There is something primal about the intense silence and the moving bodies of the women, even as on the other side of the wall, the music plays out its devotional lyrics of longing, spelling out states of union and separation. Notions of public and private, madness and sanity collapse, as does time. Everywhere there is the fragrance of rose petals and incense. I find peace here, a stillness, amid all the bodies, old, young, crippled, whole. I'm turned inside out, emptied and renewed by the ritual of devotion. An inexplicable, atavisitic impulse. I feel at home in this feeling, this sphere of inner experience, as I'm lifted higher, by the qawwal's music stirring within me. Unnamed-12

I recall passing Lord Krishna's birth place on my drive to Agra, listening to the bells of the first aarti at a roadside temple, on my way to Ajmer and feeling a joy for the chance to set foot on this ancestral land and roam free for those few days. I understand that the legacy my ancestors left for me is not material—the riches of this world vanished like so much sand sifted through fingers—but is certainly more treasured. Breathing the air they breathed, walking the grounds of their former homes, learning the stories of how they lived and conducted themselves in prosperity and adversity, in the face of life's tests and trials—this is the truer inheritance, informing my own way of being in the world. I recognize now why the sea has always been a powerful draw for me. I marvel at how my interest in Sufism was predetermined, a blossoming awake of some vital part of me of which I had but the barest inkling.

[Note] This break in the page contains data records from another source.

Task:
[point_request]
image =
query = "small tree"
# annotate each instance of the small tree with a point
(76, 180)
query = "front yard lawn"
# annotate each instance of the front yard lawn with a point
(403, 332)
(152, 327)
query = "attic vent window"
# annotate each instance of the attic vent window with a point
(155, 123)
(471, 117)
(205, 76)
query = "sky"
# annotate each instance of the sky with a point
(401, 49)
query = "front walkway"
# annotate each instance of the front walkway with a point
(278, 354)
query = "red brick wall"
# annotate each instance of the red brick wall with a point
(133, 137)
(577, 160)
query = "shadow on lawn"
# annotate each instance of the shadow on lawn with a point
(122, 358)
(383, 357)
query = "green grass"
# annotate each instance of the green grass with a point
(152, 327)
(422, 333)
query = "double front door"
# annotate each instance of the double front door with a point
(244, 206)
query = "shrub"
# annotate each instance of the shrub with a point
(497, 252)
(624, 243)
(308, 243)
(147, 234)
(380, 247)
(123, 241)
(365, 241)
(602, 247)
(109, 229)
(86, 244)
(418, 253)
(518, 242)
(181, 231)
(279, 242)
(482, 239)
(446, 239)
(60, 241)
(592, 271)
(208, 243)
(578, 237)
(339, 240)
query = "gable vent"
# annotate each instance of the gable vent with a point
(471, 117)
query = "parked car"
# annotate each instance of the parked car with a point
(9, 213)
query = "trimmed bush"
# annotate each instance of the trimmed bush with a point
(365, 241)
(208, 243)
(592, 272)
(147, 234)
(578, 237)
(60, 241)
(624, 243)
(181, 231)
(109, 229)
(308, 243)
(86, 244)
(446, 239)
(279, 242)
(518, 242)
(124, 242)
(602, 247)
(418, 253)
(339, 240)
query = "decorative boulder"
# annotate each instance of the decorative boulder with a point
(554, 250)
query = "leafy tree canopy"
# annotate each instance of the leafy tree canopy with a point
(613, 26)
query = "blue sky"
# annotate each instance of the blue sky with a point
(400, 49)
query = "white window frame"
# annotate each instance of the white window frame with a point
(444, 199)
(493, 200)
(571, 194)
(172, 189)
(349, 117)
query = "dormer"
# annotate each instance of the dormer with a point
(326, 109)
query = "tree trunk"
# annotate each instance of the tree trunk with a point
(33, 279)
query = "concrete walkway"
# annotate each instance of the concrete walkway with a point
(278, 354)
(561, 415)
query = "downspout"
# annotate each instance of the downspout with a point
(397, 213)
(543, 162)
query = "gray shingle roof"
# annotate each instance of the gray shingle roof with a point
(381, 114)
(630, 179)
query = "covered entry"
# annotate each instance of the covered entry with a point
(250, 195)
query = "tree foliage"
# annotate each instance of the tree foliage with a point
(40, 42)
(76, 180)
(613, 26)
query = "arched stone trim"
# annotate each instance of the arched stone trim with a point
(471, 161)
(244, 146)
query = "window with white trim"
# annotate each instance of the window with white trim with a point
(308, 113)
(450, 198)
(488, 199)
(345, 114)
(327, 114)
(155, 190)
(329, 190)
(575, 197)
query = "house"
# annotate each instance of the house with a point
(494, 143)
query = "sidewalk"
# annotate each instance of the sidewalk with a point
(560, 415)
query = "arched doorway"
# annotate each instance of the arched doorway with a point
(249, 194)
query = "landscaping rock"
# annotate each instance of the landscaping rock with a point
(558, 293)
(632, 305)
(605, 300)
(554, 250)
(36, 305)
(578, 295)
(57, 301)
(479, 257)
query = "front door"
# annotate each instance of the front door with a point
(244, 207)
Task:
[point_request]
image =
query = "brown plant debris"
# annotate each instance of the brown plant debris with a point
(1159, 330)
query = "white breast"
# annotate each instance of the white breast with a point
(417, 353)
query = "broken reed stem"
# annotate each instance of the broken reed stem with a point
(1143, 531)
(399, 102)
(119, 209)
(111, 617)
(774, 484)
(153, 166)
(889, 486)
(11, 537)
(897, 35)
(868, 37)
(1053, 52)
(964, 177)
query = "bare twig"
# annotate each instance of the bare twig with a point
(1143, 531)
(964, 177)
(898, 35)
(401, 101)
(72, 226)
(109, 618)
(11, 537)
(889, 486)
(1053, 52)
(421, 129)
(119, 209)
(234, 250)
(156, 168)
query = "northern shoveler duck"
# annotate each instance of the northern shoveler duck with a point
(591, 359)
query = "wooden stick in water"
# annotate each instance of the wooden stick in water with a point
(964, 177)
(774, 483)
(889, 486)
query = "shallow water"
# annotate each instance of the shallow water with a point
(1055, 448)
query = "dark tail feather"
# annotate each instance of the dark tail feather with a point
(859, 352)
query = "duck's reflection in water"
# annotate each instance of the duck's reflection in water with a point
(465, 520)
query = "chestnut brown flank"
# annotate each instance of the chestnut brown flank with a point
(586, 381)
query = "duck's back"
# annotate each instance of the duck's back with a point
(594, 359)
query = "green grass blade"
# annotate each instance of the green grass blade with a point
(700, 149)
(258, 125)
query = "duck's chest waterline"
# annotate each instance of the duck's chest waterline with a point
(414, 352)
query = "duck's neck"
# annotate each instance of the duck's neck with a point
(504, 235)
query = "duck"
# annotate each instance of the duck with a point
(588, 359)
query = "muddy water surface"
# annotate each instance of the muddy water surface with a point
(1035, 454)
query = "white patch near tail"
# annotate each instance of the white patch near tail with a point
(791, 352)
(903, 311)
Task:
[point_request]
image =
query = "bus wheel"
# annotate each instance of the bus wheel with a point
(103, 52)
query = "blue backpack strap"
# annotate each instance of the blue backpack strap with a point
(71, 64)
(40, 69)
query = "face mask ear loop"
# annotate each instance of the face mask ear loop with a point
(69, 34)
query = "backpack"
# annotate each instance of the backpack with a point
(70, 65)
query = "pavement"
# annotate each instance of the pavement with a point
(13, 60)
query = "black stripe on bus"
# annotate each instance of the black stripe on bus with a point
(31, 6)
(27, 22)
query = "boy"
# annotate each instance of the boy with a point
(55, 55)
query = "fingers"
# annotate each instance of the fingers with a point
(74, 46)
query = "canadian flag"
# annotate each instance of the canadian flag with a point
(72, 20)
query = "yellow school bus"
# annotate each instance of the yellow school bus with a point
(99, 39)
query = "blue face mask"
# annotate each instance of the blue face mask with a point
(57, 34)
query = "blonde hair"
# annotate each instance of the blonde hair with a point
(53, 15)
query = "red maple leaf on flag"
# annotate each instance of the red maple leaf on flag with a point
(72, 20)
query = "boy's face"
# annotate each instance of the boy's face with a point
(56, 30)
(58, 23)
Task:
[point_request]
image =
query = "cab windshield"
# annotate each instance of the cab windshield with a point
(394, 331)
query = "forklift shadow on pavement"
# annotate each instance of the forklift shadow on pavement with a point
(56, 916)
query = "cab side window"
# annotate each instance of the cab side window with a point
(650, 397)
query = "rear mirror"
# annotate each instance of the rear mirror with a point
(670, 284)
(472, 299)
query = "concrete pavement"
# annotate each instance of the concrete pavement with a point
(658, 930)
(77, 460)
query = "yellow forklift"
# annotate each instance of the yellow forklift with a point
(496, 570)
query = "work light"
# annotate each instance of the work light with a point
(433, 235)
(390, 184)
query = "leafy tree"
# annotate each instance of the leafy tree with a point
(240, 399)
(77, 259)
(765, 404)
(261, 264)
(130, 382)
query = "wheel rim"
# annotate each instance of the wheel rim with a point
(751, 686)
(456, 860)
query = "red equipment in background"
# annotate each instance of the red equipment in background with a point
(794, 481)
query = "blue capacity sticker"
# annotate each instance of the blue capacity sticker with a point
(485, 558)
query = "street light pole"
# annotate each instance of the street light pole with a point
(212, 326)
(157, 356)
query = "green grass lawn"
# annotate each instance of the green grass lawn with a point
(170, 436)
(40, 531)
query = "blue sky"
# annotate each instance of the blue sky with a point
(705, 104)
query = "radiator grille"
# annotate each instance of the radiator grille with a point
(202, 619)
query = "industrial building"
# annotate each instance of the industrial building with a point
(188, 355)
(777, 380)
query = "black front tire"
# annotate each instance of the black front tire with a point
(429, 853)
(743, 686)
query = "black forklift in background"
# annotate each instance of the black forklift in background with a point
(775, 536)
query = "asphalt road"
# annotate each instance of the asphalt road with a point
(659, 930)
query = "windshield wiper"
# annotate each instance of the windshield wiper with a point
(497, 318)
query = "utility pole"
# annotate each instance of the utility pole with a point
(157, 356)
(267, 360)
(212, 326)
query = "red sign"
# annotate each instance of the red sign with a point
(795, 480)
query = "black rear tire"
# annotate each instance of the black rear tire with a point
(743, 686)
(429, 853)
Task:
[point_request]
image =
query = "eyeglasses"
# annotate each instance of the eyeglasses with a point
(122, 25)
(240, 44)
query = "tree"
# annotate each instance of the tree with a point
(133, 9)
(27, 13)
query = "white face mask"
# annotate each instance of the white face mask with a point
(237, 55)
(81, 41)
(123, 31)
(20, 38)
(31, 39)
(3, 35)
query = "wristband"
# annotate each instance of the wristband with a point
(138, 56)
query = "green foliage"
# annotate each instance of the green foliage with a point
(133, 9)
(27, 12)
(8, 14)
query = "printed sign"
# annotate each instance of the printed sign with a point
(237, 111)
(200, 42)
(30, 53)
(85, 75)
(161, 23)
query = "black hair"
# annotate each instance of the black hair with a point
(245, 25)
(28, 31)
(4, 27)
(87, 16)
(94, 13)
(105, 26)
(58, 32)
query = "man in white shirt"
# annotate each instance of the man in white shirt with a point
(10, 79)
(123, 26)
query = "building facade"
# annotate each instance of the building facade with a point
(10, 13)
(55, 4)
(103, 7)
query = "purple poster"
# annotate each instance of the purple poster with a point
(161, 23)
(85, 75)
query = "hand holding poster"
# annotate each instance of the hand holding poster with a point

It can happen, sometimes, in the swift span of a breath, by merely setting foot on a particular soil or breathing a certain air, that we inherit a pivotal knowledge, of lifetimes passed down. May we, in the near future, cross borders freely and enter the land of our ancestors, to understand the wantonness, wealth, poverty and love that sings in our bones, so that we can
surrender, healing, to the tug of the future.